Reports of sexual violence against women and girls, including rapes in Khartoum and Darfur, are being followed up by the U.N., he said.
“Reports of rampant looting of Sudanese homes and businesses, intimidation, harassment and enforced disappearance of residents are deeply concerning,” Perthes said, adding that U.N. premises, residences and warehouses have also been looted. He said criminal activity has been compounded by the release of thousands of prisoners and the spread of small arms.
Perthes repeatedly expressed concern about the worrying ethnic dimension to the war.
In the early 2000s, African tribes in Darfur that had long complained of discrimination rebelled against the Khartoum government, which responded with a military campaign that the International Criminal Court later said amounted to genocide. State-backed Arab militias known as the Janjaweed were accused of widespread killings, rapes and other atrocities. The Janjaweed later evolved into the Rapid Support Force.
CLICK HERE TO GET THE FOX NEWS APP
Since the fighting began, Darfur has been a battleground between the military and the paramilitary RSF.

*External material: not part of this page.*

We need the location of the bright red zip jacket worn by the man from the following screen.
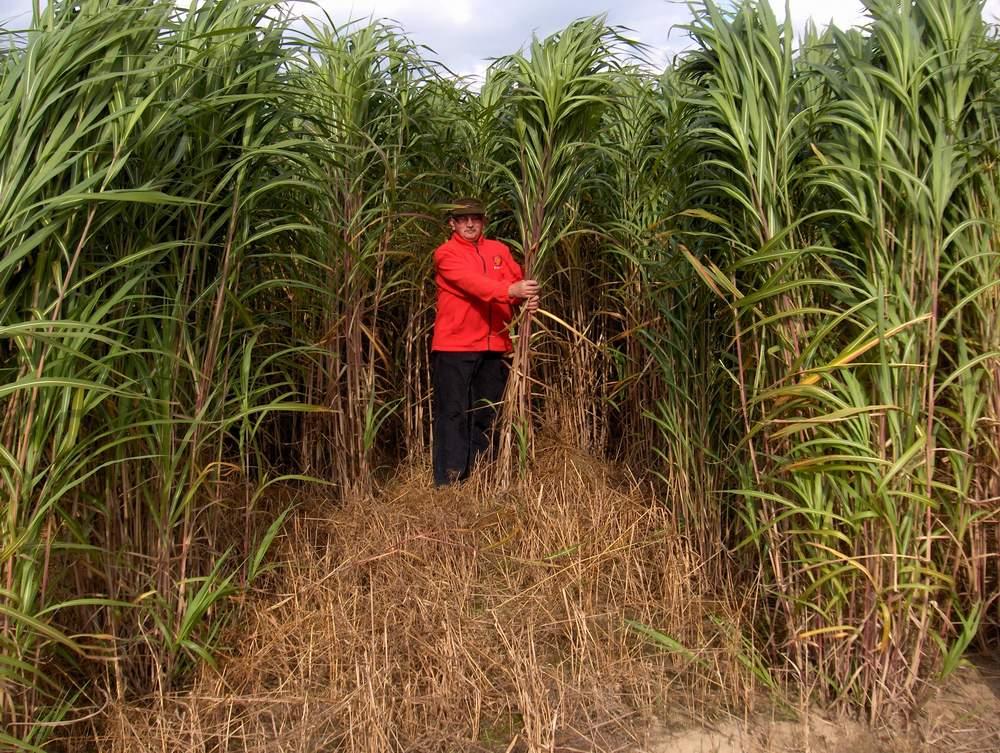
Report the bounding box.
[431,233,524,353]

Perthes said that in El Geneina in West Darfur clashes between the rival forces spiraled into ethnic violence on April 24, with tribal militias joining the fight and civilians taking up arms to protect themselves.
“Homes, markets and hospitals were ransacked and burned, U.N. premises looted,” he said.
Perthes said more than 450 civilians were reportedly killed and another 700 were wounded. On May 12, renewed violence reportedly led to at least another 280 deaths and tens of thousands displaced to Chad, he said.